While other professions are making up ground, cybersecurity still lags behind in female representation, thanks to a lack of respect and inclusion.
While other professions are making up ground, cybersecurity still lags behind in female representation, thanks to a lack of respect and inclusion.
Women are usually less inclined to do more technical stuff like that, the same way men are less inclined to become nurses and hair stylists.
That’s how it’s always been.
I like high powered flashlights and usually spend an average $100 USD on a flashlight whenever I buy one. Significantly fewer women are inclined to spend that much money on a flashlight.

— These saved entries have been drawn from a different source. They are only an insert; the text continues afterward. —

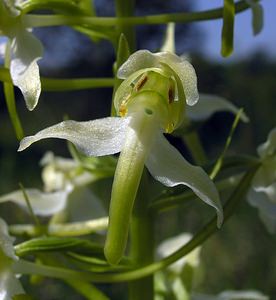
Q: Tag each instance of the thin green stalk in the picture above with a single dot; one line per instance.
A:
(53, 85)
(10, 97)
(55, 20)
(142, 242)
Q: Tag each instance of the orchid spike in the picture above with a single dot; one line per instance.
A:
(26, 50)
(151, 100)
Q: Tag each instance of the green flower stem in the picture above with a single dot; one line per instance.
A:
(25, 267)
(128, 173)
(55, 20)
(142, 242)
(195, 147)
(10, 97)
(72, 84)
(71, 229)
(171, 202)
(122, 54)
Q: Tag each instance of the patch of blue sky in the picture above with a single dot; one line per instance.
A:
(245, 42)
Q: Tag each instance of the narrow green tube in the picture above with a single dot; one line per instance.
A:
(139, 138)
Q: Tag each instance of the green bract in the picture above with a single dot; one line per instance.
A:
(26, 50)
(9, 284)
(150, 101)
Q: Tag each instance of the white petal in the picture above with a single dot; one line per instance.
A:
(26, 51)
(44, 204)
(9, 285)
(145, 59)
(6, 241)
(269, 190)
(169, 167)
(269, 147)
(210, 104)
(94, 138)
(239, 295)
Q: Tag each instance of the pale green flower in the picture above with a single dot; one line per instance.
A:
(263, 192)
(9, 284)
(26, 50)
(151, 100)
(233, 295)
(177, 279)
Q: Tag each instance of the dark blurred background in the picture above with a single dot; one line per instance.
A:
(242, 254)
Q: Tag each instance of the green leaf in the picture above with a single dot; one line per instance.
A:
(227, 38)
(257, 16)
(22, 297)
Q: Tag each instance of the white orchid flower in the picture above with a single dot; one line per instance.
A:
(26, 50)
(10, 286)
(151, 100)
(61, 176)
(263, 192)
(171, 245)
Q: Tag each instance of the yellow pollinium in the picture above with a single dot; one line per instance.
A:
(155, 93)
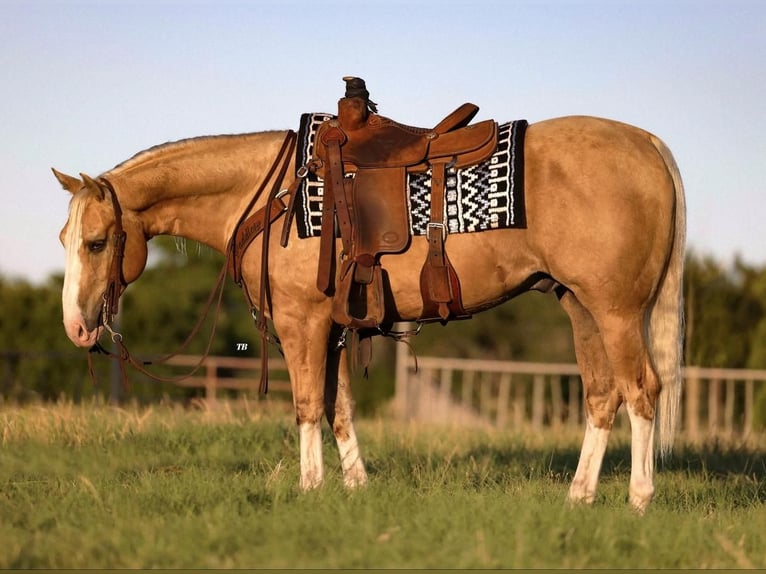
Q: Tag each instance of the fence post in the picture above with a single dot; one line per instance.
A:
(211, 379)
(692, 400)
(538, 401)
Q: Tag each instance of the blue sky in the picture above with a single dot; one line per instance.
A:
(87, 84)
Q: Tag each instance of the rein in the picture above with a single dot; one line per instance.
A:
(245, 231)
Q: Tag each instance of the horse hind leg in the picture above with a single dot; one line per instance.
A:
(638, 383)
(339, 406)
(600, 398)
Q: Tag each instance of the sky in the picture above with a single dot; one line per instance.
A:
(86, 85)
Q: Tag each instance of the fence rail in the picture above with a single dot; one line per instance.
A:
(715, 402)
(213, 379)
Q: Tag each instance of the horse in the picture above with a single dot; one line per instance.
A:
(606, 222)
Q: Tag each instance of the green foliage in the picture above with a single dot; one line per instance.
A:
(725, 326)
(725, 314)
(98, 487)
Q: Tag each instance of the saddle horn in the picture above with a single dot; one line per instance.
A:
(356, 88)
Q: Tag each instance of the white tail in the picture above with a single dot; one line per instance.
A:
(666, 318)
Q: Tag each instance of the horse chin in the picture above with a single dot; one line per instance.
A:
(81, 336)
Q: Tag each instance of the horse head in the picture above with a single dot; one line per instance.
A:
(91, 238)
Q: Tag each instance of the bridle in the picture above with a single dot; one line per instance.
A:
(115, 283)
(245, 231)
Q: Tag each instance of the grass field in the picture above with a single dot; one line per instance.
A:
(101, 487)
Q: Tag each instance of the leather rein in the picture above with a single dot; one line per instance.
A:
(245, 231)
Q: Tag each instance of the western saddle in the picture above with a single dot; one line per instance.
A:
(364, 160)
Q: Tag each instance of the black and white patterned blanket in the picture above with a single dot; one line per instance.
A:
(486, 196)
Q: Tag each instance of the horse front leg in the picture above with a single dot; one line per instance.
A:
(339, 409)
(304, 344)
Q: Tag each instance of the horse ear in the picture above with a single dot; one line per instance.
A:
(93, 185)
(69, 183)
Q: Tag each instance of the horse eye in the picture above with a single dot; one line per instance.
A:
(97, 246)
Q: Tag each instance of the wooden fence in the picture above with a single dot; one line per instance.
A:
(231, 373)
(718, 403)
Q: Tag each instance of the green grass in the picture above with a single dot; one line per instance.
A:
(166, 488)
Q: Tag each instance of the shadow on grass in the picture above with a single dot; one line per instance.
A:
(705, 474)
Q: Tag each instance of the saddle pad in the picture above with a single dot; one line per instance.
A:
(489, 195)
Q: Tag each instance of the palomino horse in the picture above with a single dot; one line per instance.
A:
(606, 232)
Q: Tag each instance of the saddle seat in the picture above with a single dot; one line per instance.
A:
(364, 159)
(374, 141)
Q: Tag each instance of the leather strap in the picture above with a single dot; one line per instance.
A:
(439, 284)
(333, 203)
(115, 279)
(246, 233)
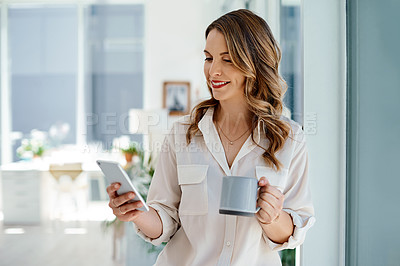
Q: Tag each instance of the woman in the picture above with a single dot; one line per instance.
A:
(239, 131)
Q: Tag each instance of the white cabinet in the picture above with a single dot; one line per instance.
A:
(22, 197)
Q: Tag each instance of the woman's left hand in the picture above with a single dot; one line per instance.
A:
(270, 200)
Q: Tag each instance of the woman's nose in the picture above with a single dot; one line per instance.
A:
(215, 69)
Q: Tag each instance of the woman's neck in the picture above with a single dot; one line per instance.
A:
(232, 115)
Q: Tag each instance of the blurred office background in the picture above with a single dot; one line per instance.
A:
(77, 76)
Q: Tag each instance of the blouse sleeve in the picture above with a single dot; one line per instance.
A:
(298, 201)
(164, 193)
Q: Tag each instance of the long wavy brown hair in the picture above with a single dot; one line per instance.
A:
(255, 52)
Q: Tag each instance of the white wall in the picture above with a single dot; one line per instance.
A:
(174, 46)
(325, 118)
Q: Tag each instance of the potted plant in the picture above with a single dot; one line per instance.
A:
(31, 148)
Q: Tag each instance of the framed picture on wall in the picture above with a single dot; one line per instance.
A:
(177, 97)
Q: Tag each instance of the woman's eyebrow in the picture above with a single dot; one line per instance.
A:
(205, 51)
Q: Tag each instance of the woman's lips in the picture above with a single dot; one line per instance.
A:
(216, 84)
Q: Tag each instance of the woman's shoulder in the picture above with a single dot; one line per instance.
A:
(180, 125)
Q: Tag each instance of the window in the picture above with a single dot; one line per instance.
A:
(57, 75)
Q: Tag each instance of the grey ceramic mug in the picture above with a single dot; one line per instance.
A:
(239, 196)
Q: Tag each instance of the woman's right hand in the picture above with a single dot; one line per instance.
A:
(126, 212)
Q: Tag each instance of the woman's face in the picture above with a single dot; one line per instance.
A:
(226, 81)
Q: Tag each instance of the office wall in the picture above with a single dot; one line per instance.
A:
(174, 45)
(324, 122)
(373, 133)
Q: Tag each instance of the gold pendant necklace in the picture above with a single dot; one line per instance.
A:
(231, 141)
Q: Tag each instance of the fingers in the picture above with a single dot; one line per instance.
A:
(270, 201)
(116, 202)
(263, 181)
(130, 207)
(268, 189)
(112, 190)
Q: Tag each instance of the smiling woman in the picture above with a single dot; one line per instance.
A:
(239, 131)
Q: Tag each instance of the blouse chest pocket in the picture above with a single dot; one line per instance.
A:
(193, 182)
(276, 179)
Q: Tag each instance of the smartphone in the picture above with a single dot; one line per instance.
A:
(114, 173)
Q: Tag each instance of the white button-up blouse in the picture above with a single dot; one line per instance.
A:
(186, 188)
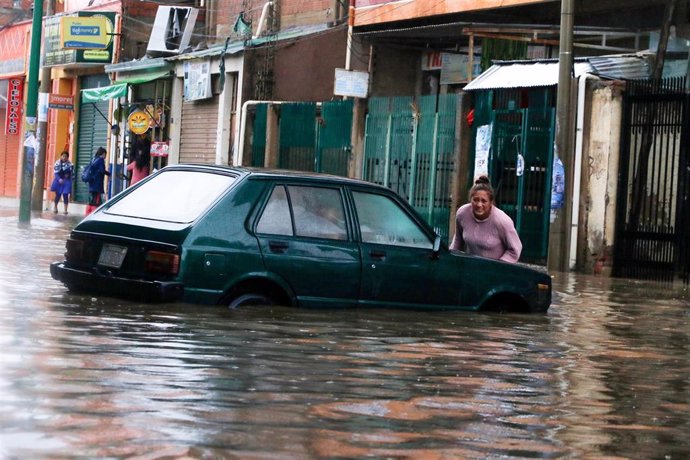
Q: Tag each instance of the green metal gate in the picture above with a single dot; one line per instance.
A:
(312, 138)
(409, 148)
(520, 164)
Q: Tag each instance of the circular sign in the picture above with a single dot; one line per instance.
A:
(139, 122)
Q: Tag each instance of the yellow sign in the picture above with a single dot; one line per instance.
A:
(85, 32)
(139, 122)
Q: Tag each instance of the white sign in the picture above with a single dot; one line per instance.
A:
(197, 80)
(351, 83)
(482, 149)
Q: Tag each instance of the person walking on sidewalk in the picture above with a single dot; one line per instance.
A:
(98, 173)
(62, 182)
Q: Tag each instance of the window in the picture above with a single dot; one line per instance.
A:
(382, 221)
(275, 219)
(173, 196)
(318, 213)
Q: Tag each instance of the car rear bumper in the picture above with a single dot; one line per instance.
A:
(94, 281)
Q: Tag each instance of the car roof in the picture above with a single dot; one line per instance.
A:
(276, 174)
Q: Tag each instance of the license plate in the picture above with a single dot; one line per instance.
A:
(112, 255)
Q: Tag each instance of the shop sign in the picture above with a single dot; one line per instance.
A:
(159, 149)
(13, 49)
(15, 96)
(139, 122)
(197, 80)
(90, 39)
(351, 83)
(85, 32)
(60, 102)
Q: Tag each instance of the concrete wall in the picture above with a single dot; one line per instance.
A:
(395, 72)
(305, 69)
(600, 176)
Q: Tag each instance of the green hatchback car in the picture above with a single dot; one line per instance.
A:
(241, 236)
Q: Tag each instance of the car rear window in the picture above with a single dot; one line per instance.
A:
(173, 196)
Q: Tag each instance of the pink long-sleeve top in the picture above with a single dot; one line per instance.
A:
(494, 237)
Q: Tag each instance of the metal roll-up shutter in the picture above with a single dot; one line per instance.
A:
(199, 130)
(9, 160)
(92, 132)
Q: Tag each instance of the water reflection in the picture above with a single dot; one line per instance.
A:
(605, 373)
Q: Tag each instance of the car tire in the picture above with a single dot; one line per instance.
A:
(250, 299)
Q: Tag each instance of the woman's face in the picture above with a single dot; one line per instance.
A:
(481, 204)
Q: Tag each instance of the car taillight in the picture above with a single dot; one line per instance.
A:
(162, 262)
(74, 250)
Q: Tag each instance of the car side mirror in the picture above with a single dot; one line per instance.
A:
(437, 247)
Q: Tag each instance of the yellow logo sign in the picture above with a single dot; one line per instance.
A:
(139, 122)
(92, 32)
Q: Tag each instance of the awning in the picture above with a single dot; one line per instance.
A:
(522, 74)
(119, 88)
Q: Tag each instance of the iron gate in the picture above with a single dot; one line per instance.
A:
(409, 147)
(311, 138)
(653, 207)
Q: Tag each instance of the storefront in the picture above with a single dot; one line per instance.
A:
(12, 76)
(139, 101)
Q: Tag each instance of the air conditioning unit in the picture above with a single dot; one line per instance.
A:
(172, 30)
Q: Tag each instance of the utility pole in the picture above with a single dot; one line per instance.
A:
(30, 142)
(42, 134)
(560, 233)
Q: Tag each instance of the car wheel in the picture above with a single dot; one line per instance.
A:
(250, 299)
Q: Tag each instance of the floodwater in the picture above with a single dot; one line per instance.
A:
(605, 374)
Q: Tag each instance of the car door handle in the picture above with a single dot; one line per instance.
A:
(277, 246)
(378, 255)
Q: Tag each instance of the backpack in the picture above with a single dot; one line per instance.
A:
(88, 172)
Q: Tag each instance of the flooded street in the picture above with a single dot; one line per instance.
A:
(606, 373)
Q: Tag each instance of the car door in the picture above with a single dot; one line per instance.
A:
(399, 266)
(305, 239)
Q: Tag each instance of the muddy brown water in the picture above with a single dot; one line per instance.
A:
(606, 373)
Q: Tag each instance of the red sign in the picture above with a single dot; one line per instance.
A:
(15, 97)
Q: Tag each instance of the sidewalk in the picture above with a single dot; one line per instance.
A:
(74, 209)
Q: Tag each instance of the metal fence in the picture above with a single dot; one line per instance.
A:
(653, 206)
(410, 148)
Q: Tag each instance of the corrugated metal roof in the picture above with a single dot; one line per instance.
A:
(528, 74)
(238, 46)
(621, 67)
(234, 47)
(522, 74)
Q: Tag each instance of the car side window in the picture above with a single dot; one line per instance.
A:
(275, 219)
(383, 221)
(318, 212)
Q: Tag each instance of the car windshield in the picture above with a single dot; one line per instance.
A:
(173, 196)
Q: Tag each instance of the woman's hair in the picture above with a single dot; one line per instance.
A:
(482, 183)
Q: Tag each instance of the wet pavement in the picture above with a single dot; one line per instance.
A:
(606, 373)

Much in the same way that most men are not inclined to spend $500 USD on a pair of shoes that you can’t walk in.
My point is, men and women are different and therefore interested in different things
Except that isn’t really true, rates of young children interested in technical fields is pretty even. Moreover, up until the 1970s and 1980s, back when computers required far more technical knowledge to operate or repair, the field was almost exclusively comprised of women outside of managerial roles.
No small part of what changed was as computers become more important to industry and wages increased, for some reason home computers and especially new applications like gaming consoles were exclusively as toys for boys, and with women being required to near universally use male pseudonyms focus and popular perception shifted from the women who silently operate the IBM mainframe to the man writing code in the basement or startup by the 90s.
Practically gender roles have a lot more to do with how a field is perceived and how often kids are told ‘no, you don’t what to do that,’ or ‘that’s weird’, and especially how well they match with the image of the expected canadate in the head of the person hireing them. Even in your own comment you mention nursing, which is a far more technical role than say doctor or surgeon.